Findings of ACL 2026 / conference paper
Look Twice before You Leap: A Rational Framework for Localized Adversarial Text AnonymizationDonghang Duan, Xu Zheng, Yuefeng He, Chong Mu, Leyi Cai, Lizong Zhang
Current LLM-based frameworks for text anonymization usually rely on remote API services from powerful LLMs, which creates an inherent privacy paradox: users must disclose the raw data to untrusted third parties for guaranteed privacy preservation. Moreover, directly migrating current solutions to local small-scale models (LSMs) offers a suboptimal solution with severe utility collapse.

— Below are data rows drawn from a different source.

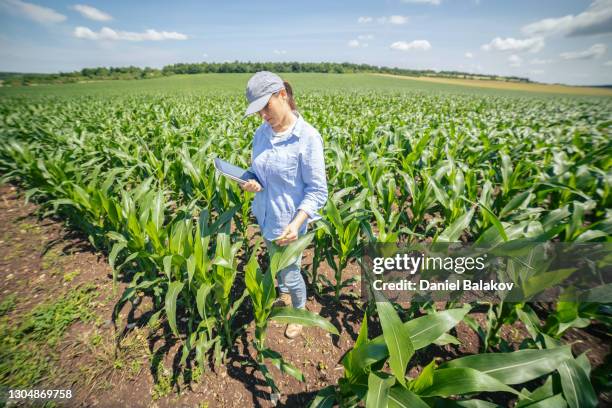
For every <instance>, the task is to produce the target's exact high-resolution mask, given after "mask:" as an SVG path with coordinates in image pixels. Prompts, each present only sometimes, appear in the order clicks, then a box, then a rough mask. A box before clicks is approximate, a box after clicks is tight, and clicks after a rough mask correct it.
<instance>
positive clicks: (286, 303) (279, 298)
mask: <svg viewBox="0 0 612 408" xmlns="http://www.w3.org/2000/svg"><path fill="white" fill-rule="evenodd" d="M273 306H276V307H286V306H291V294H289V293H283V292H281V295H280V296H279V297H278V298H277V299H276V301H275V302H274V305H273Z"/></svg>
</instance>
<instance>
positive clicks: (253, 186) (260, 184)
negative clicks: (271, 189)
mask: <svg viewBox="0 0 612 408" xmlns="http://www.w3.org/2000/svg"><path fill="white" fill-rule="evenodd" d="M240 187H241V188H242V189H243V190H244V191H248V192H249V193H258V192H260V191H261V190H263V188H262V187H261V184H259V183H258V182H257V181H256V180H253V179H251V180H249V181H247V182H246V183H242V184H241V185H240Z"/></svg>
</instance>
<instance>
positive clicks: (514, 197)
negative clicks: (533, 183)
mask: <svg viewBox="0 0 612 408" xmlns="http://www.w3.org/2000/svg"><path fill="white" fill-rule="evenodd" d="M532 198H533V195H532V193H531V190H527V191H523V192H522V193H520V194H517V195H515V196H514V197H512V199H511V200H510V201H509V202H508V204H506V205H505V206H504V208H502V210H501V211H500V212H499V218H503V217H504V216H505V215H508V214H510V213H511V212H512V211H514V210H516V209H517V208H519V207H520V206H522V205H527V204H529V202H530V201H531V199H532ZM485 206H486V204H485Z"/></svg>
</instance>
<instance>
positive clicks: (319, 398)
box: [308, 385, 336, 408]
mask: <svg viewBox="0 0 612 408" xmlns="http://www.w3.org/2000/svg"><path fill="white" fill-rule="evenodd" d="M335 401H336V389H335V388H334V386H333V385H330V386H328V387H325V388H323V389H321V390H320V391H319V392H318V393H317V395H316V396H315V397H314V399H313V400H312V402H311V403H310V405H309V406H308V408H332V407H333V406H334V402H335Z"/></svg>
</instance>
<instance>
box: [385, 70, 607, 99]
mask: <svg viewBox="0 0 612 408" xmlns="http://www.w3.org/2000/svg"><path fill="white" fill-rule="evenodd" d="M373 75H377V76H384V77H387V78H389V77H391V78H397V79H405V80H409V81H422V82H427V83H433V84H446V85H459V86H470V87H477V88H487V89H498V90H504V91H526V92H537V93H555V94H568V95H585V96H612V89H607V88H595V87H580V86H567V85H548V84H529V83H520V82H506V81H489V80H475V79H452V78H432V77H407V76H399V75H389V74H373Z"/></svg>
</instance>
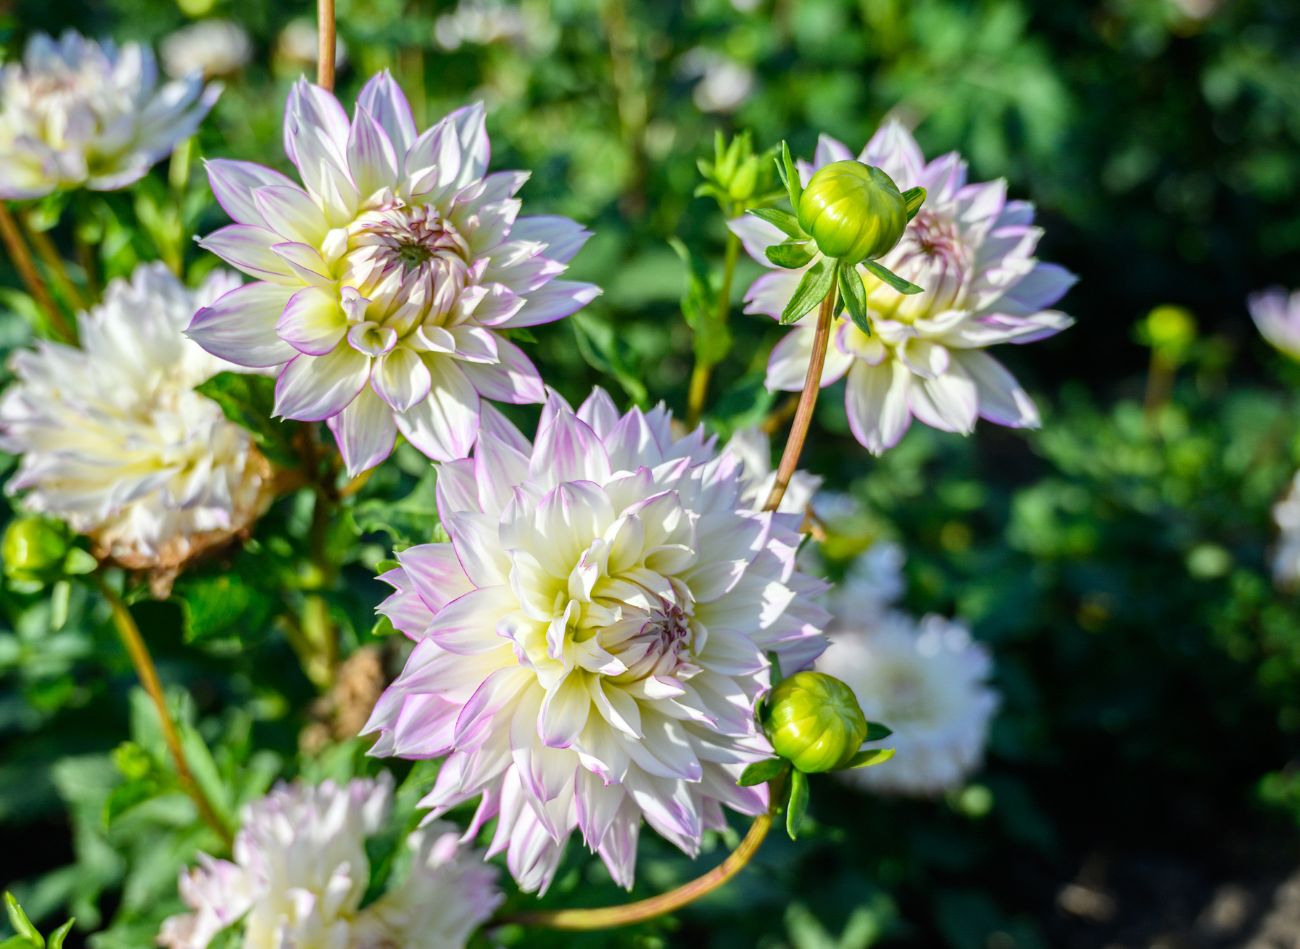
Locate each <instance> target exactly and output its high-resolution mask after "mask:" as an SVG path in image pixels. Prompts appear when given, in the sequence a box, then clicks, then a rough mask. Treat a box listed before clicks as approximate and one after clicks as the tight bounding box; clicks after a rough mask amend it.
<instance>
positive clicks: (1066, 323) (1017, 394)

Our work argues that this failure stems not merely from the capability deficits of LSMs, but significantly from the inherent irrationality of the greedy adversarial strategies employed by current state-of-the-art (SOTA) methods. To address this, we propose Rational Localized Adversarial Anonymization (RLAA), a fully localized and training-free framework featuring an Attacker-Arbitrator-Anonymizer architecture. We model the anonymization process as a tradeoff between Marginal Privacy Gain (MPG) and Marginal Utility Cost (MUC), demonstrating that greedy strategies tend to drift into an irrational state. Instead, RLAA introduces an arbitrator that acts as a rationality gatekeeper, validating the attacker’s inference to filter out ghost leaks. This mechanism promotes a rational early-stopping criterion, and structurally prevents utility collapse. Extensive experiments on different benchmarks demonstrate that RLAA achieves a superior privacy-utility trade-off compared to strong baselines.